# Computer on a Brompton



## CharlieB (18 Aug 2009)

Can a computer be installed on a Brompton? The Raleigh branded one I use on my MTB is very good, but I don't think the wheel size set up goes down to Brompton size.
Are there any others that would suit?
Does it affect the fold?


----------



## lazyfatgit (18 Aug 2009)

I had a Lidl wireless one on mine for a while, worked fine until the computer malfunctioned. Just replaced it 30min ago with a cateye velo 8. I've mounted the sensor on the lh fork and routed the cable up the front brake cable. Seems to fold OK. Not sure about the long term bending/unbending/chaffing against the fame, but only time will tell.
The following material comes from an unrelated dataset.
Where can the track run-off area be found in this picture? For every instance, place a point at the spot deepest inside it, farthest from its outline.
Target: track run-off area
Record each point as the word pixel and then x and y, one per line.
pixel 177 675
All the computers I've had - even the cheapo Lidl one, allowed me to put in a wheel circumference. There's some threads about fudging a fix of some sort if yours doesn't i think.


----------



## palinurus (18 Aug 2009)

Some computers- not many- allow selection of a limited range of pre-programmed wheel sizes. Most allow you to input the measured circumference. Doesn't affect the fold but take care with routing the cable, or get a wireless one.


----------



## Rohloff_Brompton_Rider (18 Aug 2009)

the wheel diameter is 1125 with brompton green tyres on. enter that in the wheel size setting.

cheers


----------



## bonk man (1 Sep 2009)

I was just about to ask this question... well applying to the Moulton but 16 inch wheels.... so the Cateye will do it, any others?


----------



## JensR (6 Sep 2009)

All the Sigma computers I've used (BC1200,1600,2006) take circumference inputs - one method to find this is to put some chalk on a point on the tyre and roll it in a straight line, then measure the distance between marks.


----------



## Joe24 (11 Sep 2009)

JensR said:


> All the Sigma computers I've used (BC1200,1600,2006) take circumference inputs - one method to find this is to put some chalk on a point on the tyre and roll it in a straight line, then measure the distance between marks.
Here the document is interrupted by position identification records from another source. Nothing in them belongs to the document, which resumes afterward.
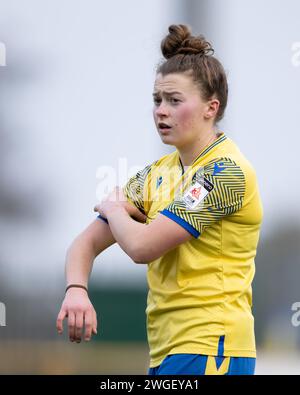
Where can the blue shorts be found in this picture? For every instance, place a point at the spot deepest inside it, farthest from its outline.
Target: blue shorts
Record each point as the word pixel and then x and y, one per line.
pixel 196 364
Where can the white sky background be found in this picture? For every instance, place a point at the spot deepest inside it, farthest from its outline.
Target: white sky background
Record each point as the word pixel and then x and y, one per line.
pixel 76 95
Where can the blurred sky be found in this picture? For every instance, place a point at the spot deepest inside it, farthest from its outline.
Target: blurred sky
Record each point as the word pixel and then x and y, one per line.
pixel 75 95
Sigma BC 906 i have you put in circumference in it, so that should work aswell.
Good computer that is.
Ive had one for a while, another for abit less.
On mount stopped working, was going to buy a new one, but decided to take the broken one appart, re-soldered on the wires and it works. I tugged it one time by accident, mount on the TT's aero bars, i twisted it the wrong way abit too forcefully.
Was a quick fix though, and glue back together, i didnt make it as neat as what i probably could have though.


----------



## rob_mcp (22 Sep 2009)

I use a catseye wireless on my brompton - no problem with setting the wheel size and it works fine. I have S bars and am on the limit of the supposed "range" between head unit and sensor but it isn't a problem


----------



## Crankarm (10 Oct 2009)

rob_mcp said:


> I use a catseye wireless on my brompton - no problem with setting the wheel size and it works fine. I have S bars and am on the limit of the supposed "range" between head unit and sensor but it isn't a problem



+1, but I have M type bars. My Cateye wireless works fine. Tried a wired Cateye twice but eventually the wire would get broken even being careful with the folding, so went wireless. Fine now.


----------